Moskowitz toonde verder dat in een studie het responspercentage bij nivolumab 78% was. Het percentage complete remissies was relatief laag met 22%. “Dit is ongeveer de helft van wat bereikt wordt met brentuximab vedotine. Indien een ASCT niet mogelijk is bij patiënten die recidiveren op brentuximab vedotine lijken de immuuncheckpointremmers de aangewezen behandeling.”
“Zowel nivolumab als pembrolizumab is een veelbelovende middel, met indrukwekkende totalereponspercentages. Daarbij is het bijwerkingenprofiel acceptabel, echter men moet wel uitkijken bij hypo-/hyperthyreoïdie, pneumonitis en colitis. Het is verder niet nodig om expressie van PD-L1 aan te tonen omdat dit alom aanwezig is. Deze middelen zullen deel gaan uitmaken van het behandelarsenaal”, concludeerde Moskowitz.
Referenties
1. Barrington SF, et al. J Clin Oncol 2014;32:3048-58.

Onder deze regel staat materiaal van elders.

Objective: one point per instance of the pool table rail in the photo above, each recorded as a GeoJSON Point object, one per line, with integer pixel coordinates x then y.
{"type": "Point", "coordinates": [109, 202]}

2. Cheson BD, et al. J Clin Oncol 2014;32:3059-68.
3. Alzahrani M, et al. Ann Oncol 2016;27:1095-9.
4. Itti E, et al. J Nucl Med 2009;50:527-33.
5. Raemaekers JM, et al. J Clin Oncol 2014;32:1188-94.
6. Radford J, et al. Blood 2012;120: abstr 547.
7. Press OW, et al. J Clin Oncol 2016;34:2020-7.
8. Dekker N, et al. Ned Tijdschr Geneeskd 2015;159:A9269.
9. Schaapveld M, et al. N Engl J Med 2015;373:2499-511.
10. Van Nimwegen FA, et al. JAMA Intern Med 2015;175:1007-17.
11. Moskowitz C, et al. Lancet 2015;385:1853-62.